MPSS is a pioneer next-generation sequencing technology that can sequence millions of DNA molecules in parallel using a complex method of adapter ligation, decoding, and hybridization. It is mainly used for transcriptome analysis, as it can measure the expression level of almost every transcript in a sample. It has some advantages and limitations compared to other sequencing methods.
Polony sequencing is an inexpensive but highly accurate multiplex sequencing technique that can be used to read millions of immobilized DNA sequences in parallel. This technique was first developed by Dr. George Church at Harvard Medical College.
Polony sequencing involves the following steps:
- A DNA library is prepared by ligating adapters to both ends of DNA fragments and amplifying them by PCR.
- The amplified DNA is fragmented and denatured into single strands.
- The single-stranded DNA molecules are hybridized to complementary oligonucleotides attached to a glass slide, forming a lawn of DNA clusters.
- Each cluster is then sequenced by cyclically flooding the slide with a mixture of fluorescently labeled nucleotides and a DNA polymerase.
- The nucleotides are incorporated into the growing DNA strand, emitting a flash of light that is captured by a CCD camera.
- The fluorescent label and the terminator group are cleaved off, allowing the next cycle to proceed.
- The sequence of each cluster is determined by analyzing the color and intensity of the light signals.
Polony sequencing has several advantages over other next-generation sequencing methods, such as:
- It does not require emulsion PCR or bead-based amplification, which reduces the cost and complexity of the procedure.
- It can generate longer reads (up to 170 bp) with high accuracy (> 99.999%).
- It can be multiplexed by using different adapters or barcodes for each sample, allowing simultaneous sequencing of multiple genomes or regions of interest.
- It can be used for various applications, such as whole-genome sequencing, transcriptome analysis, metagenomics, and epigenomics.
Polony sequencing also has some limitations, such as:
- It requires a large amount of DNA input (about 1 μg) and a high-density array of oligonucleotides on the slide, which may increase the risk of cross-contamination or hybridization errors.
- It has a low throughput compared to other next-generation sequencing platforms, as it can only sequence about 2 million clusters per slide.
- It has a high error rate in homopolymer regions due to incomplete removal of the fluorescent label or terminator group.
Polony sequencing was one of the first next-generation sequencing technologies to be developed and used for various genomic projects. However, it has been largely replaced by newer and more efficient methods, such as Illumina or SOLiD sequencing. Polony sequencing is still used for some specialized applications, such as digital gene expression or single-cell analysis.
Pyrosequencing is a method of DNA sequencing that relies on the detection of light emitted during the synthesis of a complementary strand of DNA. The principle of pyrosequencing was first described in 1993 by Bertil Pettersson, Mathias Uhlen, and Pål Nyren. A parallelized version of pyrosequencing was developed by 454 Life Sciences, which has since been acquired by Roche Diagnostics.
The method involves amplifying DNA inside water droplets in an oil solution (emulsion PCR), with each droplet containing a single DNA template attached to a single primer-coated bead that then forms a clonal colony.
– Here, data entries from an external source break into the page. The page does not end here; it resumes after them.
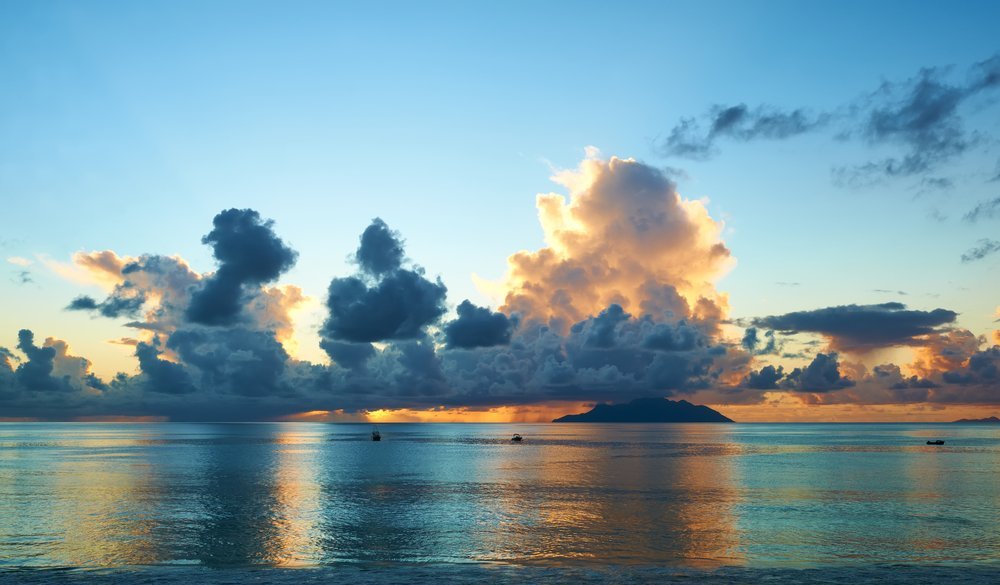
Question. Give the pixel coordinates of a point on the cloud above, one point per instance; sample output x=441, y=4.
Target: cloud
x=249, y=253
x=821, y=375
x=863, y=327
x=126, y=300
x=381, y=249
x=624, y=236
x=35, y=373
x=393, y=303
x=690, y=139
x=348, y=355
x=619, y=304
x=161, y=375
x=986, y=210
x=921, y=116
x=752, y=342
x=982, y=250
x=764, y=379
x=44, y=370
x=478, y=327
x=236, y=361
x=18, y=261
The sequencing machine contains many picolitre-volume wells, each containing a single bead and sequencing enzymes. Pyrosequencing uses luciferase to generate light for the detection of the individual nucleotides added to the nascent DNA, and the combined data are used to generate sequence read-outsread-outs.
Pyrosequencing provides intermediate read length and price per base compared to Sanger sequencing on one end and Illumina and SOLiD on the other. Pyrosequencing has been used for various applications, such as whole genome sequencing, metagenomics, transcriptomics, epigenetics, and forensics.
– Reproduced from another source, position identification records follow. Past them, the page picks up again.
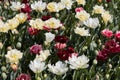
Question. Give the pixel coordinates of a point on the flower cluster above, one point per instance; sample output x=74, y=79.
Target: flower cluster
x=59, y=39
x=112, y=47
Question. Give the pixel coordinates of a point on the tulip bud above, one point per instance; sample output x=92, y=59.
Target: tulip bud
x=100, y=1
x=94, y=61
x=18, y=45
x=56, y=31
x=97, y=77
x=3, y=68
x=57, y=15
x=107, y=76
x=9, y=48
x=96, y=52
x=63, y=27
x=110, y=66
x=38, y=78
x=4, y=76
x=84, y=48
x=45, y=75
x=14, y=67
x=20, y=39
x=1, y=45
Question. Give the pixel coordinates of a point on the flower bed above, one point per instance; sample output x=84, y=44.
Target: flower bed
x=59, y=40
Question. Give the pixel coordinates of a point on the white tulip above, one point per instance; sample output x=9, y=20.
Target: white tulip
x=37, y=66
x=92, y=22
x=59, y=68
x=49, y=37
x=15, y=6
x=38, y=6
x=13, y=56
x=81, y=31
x=78, y=62
x=43, y=55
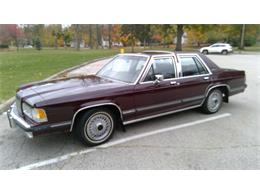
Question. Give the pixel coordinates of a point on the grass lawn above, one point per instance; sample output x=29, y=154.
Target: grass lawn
x=28, y=65
x=17, y=68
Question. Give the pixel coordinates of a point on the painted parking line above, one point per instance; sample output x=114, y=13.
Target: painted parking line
x=120, y=141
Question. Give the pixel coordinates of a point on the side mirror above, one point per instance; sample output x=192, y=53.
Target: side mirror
x=158, y=78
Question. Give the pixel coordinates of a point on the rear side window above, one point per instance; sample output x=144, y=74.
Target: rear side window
x=162, y=66
x=192, y=66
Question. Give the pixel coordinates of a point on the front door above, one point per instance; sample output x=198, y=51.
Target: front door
x=152, y=96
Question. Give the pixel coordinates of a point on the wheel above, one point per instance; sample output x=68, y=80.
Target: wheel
x=205, y=52
x=213, y=102
x=95, y=127
x=224, y=52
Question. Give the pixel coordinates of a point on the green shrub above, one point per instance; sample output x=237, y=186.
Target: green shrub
x=4, y=46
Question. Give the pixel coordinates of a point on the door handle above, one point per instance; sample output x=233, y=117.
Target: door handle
x=174, y=83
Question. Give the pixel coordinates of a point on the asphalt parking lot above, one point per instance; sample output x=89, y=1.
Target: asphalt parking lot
x=229, y=139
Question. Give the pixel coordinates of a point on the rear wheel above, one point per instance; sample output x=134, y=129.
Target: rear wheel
x=213, y=102
x=224, y=52
x=205, y=52
x=95, y=127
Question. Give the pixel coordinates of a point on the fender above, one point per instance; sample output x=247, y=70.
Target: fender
x=93, y=105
Illumina (Solexa) sequencing is a widely adopted next-generation sequencing technology that uses a proprietary method called sequencing by synthesis (SBS) to determine the order of nucleotides in DNA molecules.
The basic steps of Illumina (Solexa) sequencing are:
- Library preparation: DNA samples are fragmented, and adapters are ligated to both ends of the fragments. The adapters serve as primers for amplification and sequencing.
- Bridge amplification: The DNA library is attached to a flow cell, where the fragments are amplified by solid-phase PCR to form clusters of identical DNA strands.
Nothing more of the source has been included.